With over 1,400 ETFs and ETNs on the market today, it would appear that logical that all the good ETF ideas have been exhausted. That means new entrants to the game will be forced to copy previously existing concepts, and even if that is done with the promise of lower expense ratios, the first-to-market advantage is often too deep to overcome for many rookie ETFs.
Saying that most, if not all of the good ETF ideas have been used up in the industry's barely two decades of life is one way critics articulate that the pace of new ETF debuts has slowed in 2012.
"Just" 160 new ETFs have debuted to this point in 2012, down from 288 at the same juncture last year, the Wall Street Journal reported citing Lipper data. Clearly that must mean all the good ideas for new ETFs have been used up, right? Wrong. Here are some potentially attractive niches with existing voids ETF sponsors can fill in the years ahead. Just remember: These our ideas, not theirs.
Restaurant ETF Given the size and brand recognition of some publicly traded U.S. restaurant operators, the fact this ETF does not already exist is mind-boggling. There is no excuse because there is even a restaurant index just waiting to be used.
Think this concept would not work? Think again. Figure it this way. Panera Bread (NASDAQ:PNRA) has nearly quadrupled in the past five years. Chipotle (NYSE:CMG) has more than doubled while Buffalo Wild Wings (NASDAQ:BWLD) has jumped over 170 percent. If the restaurant ETF had come along even three years ago, investors likely would have been treated to some stellar gains.
More Country ETFs There is no denying investors love international ETFs, particularly the emerging markets variety. And investors have started to embrace frontier markets as well.
Given the popularity of ETFs tracking Brazil, China and plenty of small emerging markets, one might think the market for global funds is tapped out. Not really. That point can be illustrated in the form of a trivia question. Did you know that 10 of the world's 50 largest economies do not have a U.S.-listed exclusively devoted to them? Sure, that group includes Venezuela and Iran, which probably will not be getting ETFs anytime soon, but it also includes the United Arab Emirates and the Czech Republic, both of which stand as valid options for their own ETFs down the road.
India Bond ETFs Considering that India is the "I" in BRIC and the tenth-largest economy in the world, the country does not issue bonds at pace comparable to that of some other major economies. That coupled with previously tight restrictions on foreign ownership of Indian corporate and sovereign debt has made tapping the Indian bond market difficult, particularly through ETFs.

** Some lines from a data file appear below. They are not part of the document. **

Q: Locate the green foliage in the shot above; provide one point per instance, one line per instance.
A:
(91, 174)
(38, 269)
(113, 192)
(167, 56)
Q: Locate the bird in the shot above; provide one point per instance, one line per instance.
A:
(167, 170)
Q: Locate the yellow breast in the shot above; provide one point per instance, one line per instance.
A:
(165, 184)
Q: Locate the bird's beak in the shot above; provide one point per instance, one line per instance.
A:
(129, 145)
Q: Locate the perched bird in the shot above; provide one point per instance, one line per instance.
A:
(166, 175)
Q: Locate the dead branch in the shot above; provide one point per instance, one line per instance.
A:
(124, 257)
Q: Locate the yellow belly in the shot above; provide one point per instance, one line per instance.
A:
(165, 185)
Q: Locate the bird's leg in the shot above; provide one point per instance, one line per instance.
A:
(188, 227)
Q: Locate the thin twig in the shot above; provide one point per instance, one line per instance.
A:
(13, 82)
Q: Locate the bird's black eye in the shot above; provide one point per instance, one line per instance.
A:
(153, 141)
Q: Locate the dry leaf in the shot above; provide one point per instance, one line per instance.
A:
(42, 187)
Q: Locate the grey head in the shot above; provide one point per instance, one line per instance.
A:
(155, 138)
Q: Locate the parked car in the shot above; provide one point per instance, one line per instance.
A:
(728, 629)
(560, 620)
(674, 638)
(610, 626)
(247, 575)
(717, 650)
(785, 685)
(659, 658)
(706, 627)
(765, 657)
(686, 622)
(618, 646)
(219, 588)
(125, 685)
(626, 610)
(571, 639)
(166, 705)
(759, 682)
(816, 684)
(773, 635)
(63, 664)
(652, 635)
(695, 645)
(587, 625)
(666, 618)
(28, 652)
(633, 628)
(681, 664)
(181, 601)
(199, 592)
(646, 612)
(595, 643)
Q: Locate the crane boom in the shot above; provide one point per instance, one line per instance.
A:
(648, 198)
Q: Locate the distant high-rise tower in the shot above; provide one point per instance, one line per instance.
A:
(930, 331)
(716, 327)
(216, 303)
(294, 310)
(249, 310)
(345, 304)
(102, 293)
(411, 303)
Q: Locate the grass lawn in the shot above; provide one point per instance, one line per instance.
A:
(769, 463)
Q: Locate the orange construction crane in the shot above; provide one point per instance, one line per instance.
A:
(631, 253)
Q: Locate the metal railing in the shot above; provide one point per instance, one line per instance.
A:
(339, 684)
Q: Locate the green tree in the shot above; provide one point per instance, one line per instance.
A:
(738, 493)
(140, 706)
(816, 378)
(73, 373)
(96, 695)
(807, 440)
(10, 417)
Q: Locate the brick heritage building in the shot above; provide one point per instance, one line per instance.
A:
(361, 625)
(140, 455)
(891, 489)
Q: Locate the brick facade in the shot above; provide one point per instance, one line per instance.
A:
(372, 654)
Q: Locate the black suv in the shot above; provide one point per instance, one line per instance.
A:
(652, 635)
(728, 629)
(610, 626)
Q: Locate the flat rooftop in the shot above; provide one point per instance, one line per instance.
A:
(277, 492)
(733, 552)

The WisdomTree Asia Local Debt Fund (NYSEARCA:ALD) offers a 5.6 allocation to India and that is the largest weight to the country among U.S.-listed bond ETFs. Interestingly, India just increased foreign ownership limits on its debt. The country raised the limit on corporate bonds issued by non-infrastructure companies by $5 billion to $25 billion and the total foreign investment allowed in Indian bonds to $75 billion from $65 billion, according to the Wall Street Journal.
It might take a while, but it is not unreasonable to expect the Indian debt market to become attractive to ETF sponsors in the coming years.